Colistin and Polymyxin B Dosage Regimens against Acinetobacter baumannii: Differences in Activity and the Emergence of Resistance

Infections caused by multidrug-resistant Acinetobacter baumannii are a major public health problem, and polymyxins are often the last line of therapy for recalcitrant infections by such isolates. The pharmacokinetics of the two clinically used polymyxins, polymyxin B and colistin, differ considerably, since colistin is administered as an inactive prodrug that undergoes slow conversion to colistin. However, the impact of these substantial pharmacokinetic differences on bacterial killing and resistance emergence is poorly understood. We assessed clinically relevant polymyxin B and colistin dosage regimens against one reference and three clinical A. baumannii strains in a dynamic one-compartment in vitro model. A new mechanism-based pharmacodynamic model was developed to describe and predict the drug concentrations and viable counts of the total and resistant populations. Rapid attainment of target concentrations was shown to be critical for polymyxin-induced bacterial killing. All polymyxin B regimens achieved peak concentrations of at least 1 mg/liter within 1 h and caused >= 4 log(10) killing at 1 h.
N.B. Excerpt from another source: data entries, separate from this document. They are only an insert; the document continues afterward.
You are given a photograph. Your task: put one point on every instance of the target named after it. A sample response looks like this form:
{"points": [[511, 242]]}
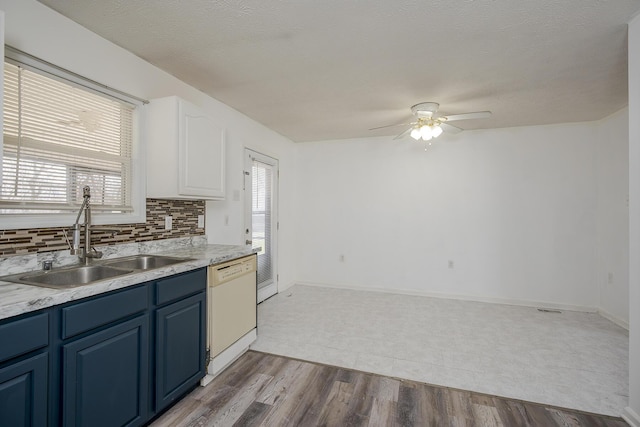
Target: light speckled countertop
{"points": [[16, 299]]}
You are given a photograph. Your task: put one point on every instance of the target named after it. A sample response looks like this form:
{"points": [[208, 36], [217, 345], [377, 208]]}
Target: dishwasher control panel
{"points": [[230, 270]]}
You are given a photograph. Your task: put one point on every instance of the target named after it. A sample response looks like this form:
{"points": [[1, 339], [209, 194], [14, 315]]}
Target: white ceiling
{"points": [[332, 69]]}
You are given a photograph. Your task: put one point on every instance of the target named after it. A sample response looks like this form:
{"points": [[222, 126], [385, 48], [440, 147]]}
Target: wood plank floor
{"points": [[261, 389]]}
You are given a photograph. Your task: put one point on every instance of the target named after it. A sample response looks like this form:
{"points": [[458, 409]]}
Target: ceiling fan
{"points": [[429, 125]]}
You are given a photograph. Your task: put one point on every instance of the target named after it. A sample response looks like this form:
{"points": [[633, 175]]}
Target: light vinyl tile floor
{"points": [[573, 359]]}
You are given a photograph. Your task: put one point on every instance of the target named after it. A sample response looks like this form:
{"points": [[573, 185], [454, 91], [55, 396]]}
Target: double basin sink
{"points": [[71, 277]]}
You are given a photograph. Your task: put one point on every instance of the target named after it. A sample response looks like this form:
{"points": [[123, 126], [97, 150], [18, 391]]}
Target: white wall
{"points": [[632, 412], [38, 30], [613, 217], [514, 209]]}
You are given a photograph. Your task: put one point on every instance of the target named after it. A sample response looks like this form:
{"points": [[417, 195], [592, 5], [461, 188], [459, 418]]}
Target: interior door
{"points": [[261, 224]]}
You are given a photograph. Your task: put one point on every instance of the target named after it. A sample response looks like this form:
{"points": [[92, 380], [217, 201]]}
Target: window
{"points": [[60, 136]]}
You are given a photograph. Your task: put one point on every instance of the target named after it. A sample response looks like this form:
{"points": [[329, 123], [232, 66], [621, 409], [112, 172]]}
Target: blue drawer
{"points": [[23, 335], [87, 315], [180, 286]]}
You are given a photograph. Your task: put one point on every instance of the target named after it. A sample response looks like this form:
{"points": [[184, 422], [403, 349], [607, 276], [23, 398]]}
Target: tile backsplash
{"points": [[184, 215]]}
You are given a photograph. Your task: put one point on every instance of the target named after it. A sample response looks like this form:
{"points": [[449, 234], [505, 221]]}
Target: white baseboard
{"points": [[631, 417], [506, 301], [614, 319], [228, 356]]}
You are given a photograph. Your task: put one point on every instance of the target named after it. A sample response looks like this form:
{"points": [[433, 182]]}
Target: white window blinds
{"points": [[59, 137], [262, 209]]}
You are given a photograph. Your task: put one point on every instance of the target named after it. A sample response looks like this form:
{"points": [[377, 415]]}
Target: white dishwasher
{"points": [[232, 303]]}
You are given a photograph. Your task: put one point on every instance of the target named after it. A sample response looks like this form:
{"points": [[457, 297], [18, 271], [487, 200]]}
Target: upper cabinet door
{"points": [[202, 148], [185, 152]]}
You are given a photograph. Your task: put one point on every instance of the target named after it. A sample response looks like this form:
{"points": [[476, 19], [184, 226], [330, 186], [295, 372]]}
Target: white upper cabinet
{"points": [[185, 152]]}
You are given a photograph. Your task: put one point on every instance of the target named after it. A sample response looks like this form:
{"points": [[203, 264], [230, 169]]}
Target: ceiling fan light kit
{"points": [[428, 125]]}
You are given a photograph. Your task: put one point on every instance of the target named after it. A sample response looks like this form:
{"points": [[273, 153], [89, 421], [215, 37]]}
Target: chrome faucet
{"points": [[88, 252]]}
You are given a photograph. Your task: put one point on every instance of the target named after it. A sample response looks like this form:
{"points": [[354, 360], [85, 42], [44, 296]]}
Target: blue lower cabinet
{"points": [[106, 376], [180, 348], [23, 392]]}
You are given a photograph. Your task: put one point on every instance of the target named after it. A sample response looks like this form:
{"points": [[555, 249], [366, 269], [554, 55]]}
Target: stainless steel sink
{"points": [[84, 275], [68, 277], [143, 262]]}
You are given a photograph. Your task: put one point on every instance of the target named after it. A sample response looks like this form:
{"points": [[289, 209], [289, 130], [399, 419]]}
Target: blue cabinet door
{"points": [[106, 376], [23, 392], [180, 348]]}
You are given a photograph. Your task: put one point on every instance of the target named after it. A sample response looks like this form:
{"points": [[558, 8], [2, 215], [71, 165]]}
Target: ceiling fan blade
{"points": [[450, 128], [468, 116], [390, 126], [403, 134]]}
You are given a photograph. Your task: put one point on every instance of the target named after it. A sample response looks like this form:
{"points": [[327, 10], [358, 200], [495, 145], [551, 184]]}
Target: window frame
{"points": [[138, 170]]}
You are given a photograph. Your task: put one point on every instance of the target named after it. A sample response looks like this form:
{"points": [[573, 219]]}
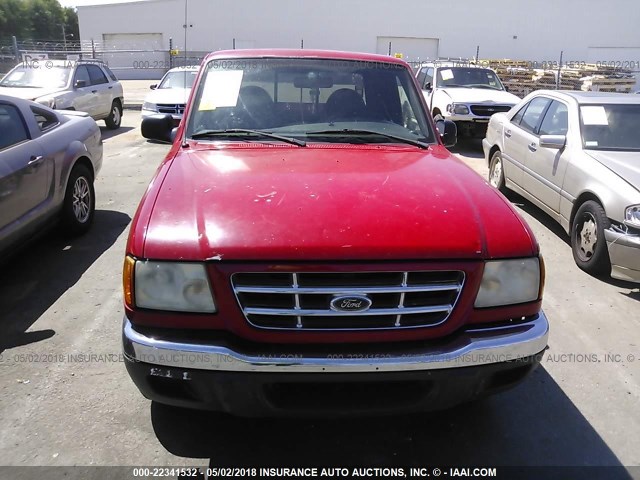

In contrast, the slow rise of colistin concentrations to 3 mg/liter over 48 h resulted in markedly reduced bacterial killing. A significant (4 to 6 log(10) CFU/ml) amplification of resistant bacterial populations was common to all dosage regimens. The developed mechanism-based model explained the observed bacterial killing, regrowth, and resistance. The model also implicated adaptive polymyxin resistance as a key driver of bacterial regrowth and predicted the amplification of preexisting, highly polymyxin-resistant bacterial populations following polymyxin treatment. Antibiotic combination therapies seem the most promising option for minimizing the emergence of polymyxin resistance.